The bill also has the support of Government Accountability Office Comptroller Gene DoDaro. GAO’s eighth edition of its duplication report came out this week. Since its inception in 2011, the annual GAO report has made 727 recommendations that have led to $187 billion in taxpayer savings. But GAO does not have enough information to fully leverage their agency’s skills. Dodora recently testified that “one of the limitations we have had when doing that overlap and duplication work is the lack of cost information, budgetary information for many of these programs. Once you get the list, that is really the next thing that needs to be put in place.”

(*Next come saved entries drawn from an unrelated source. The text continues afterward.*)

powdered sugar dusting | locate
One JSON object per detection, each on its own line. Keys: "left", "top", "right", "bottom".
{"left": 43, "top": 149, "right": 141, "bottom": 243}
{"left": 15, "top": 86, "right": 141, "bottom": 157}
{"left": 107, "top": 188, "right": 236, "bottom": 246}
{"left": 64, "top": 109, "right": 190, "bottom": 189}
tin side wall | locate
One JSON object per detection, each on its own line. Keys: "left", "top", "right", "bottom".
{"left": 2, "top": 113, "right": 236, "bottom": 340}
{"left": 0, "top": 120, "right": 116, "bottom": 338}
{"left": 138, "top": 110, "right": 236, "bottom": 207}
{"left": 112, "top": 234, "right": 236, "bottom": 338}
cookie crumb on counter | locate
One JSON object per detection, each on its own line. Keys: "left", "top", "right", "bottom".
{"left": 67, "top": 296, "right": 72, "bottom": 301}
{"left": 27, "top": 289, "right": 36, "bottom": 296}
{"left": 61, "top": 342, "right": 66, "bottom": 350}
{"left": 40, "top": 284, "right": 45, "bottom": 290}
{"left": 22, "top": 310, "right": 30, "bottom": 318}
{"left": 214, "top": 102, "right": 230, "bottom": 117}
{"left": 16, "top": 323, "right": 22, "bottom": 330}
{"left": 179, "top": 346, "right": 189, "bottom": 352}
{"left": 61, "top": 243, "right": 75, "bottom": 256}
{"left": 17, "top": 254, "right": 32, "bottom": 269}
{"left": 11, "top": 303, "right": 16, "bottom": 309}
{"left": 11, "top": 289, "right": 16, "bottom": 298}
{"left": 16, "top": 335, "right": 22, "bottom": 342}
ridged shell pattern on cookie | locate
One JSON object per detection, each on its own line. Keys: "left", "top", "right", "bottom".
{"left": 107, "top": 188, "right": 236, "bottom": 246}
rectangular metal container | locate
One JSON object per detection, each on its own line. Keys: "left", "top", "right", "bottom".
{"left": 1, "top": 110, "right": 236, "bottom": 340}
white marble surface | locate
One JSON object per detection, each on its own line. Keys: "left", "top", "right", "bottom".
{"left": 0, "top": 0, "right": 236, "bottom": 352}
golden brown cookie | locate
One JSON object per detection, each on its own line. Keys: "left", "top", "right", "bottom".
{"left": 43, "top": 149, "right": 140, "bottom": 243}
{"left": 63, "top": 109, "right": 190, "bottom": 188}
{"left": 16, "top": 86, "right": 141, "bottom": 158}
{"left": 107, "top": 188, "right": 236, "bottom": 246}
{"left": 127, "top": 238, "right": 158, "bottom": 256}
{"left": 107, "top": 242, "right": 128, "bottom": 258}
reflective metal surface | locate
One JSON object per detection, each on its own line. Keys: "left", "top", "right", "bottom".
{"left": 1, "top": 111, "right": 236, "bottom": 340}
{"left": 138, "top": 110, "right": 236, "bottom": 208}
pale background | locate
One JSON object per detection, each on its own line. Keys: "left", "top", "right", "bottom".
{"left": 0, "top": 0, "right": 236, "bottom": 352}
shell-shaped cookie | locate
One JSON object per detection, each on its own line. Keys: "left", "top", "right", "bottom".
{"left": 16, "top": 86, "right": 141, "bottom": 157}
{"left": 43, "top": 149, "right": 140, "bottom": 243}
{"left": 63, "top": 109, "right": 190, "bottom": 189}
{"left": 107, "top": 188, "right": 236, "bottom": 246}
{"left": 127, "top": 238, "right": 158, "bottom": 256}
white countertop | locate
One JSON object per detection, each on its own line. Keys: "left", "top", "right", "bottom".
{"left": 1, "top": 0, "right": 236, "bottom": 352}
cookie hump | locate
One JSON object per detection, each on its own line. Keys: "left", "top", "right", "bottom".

The Taxpayers Right to Know Act would give GAO and Congress the information and tools for a more effective and efficient government. Doing so would yield enormous benefits to taxpayers and beneficiaries alike.

The bill also has the support of President Obama’s OMB controller David Mader, who said the Taxpayer Right to Know Act is the next step in better usage of government data. Explaining its merits, he says “I think as taxpayers, as the executive branch, as part of the congressional branch, all of those stakeholders and all of us as taxpayers want to know are our tax dollars actually being spent and achieving the results that we expect.”

Everyone that is, except Sen. Schumer.

Sadly, improved reporting on the transparency and performance of taxpayer dollars will have to wait. But taxpayers have at least discovered the transparent motive of Schumer. The drive to have a better government is a threat to those who just want a bigger government.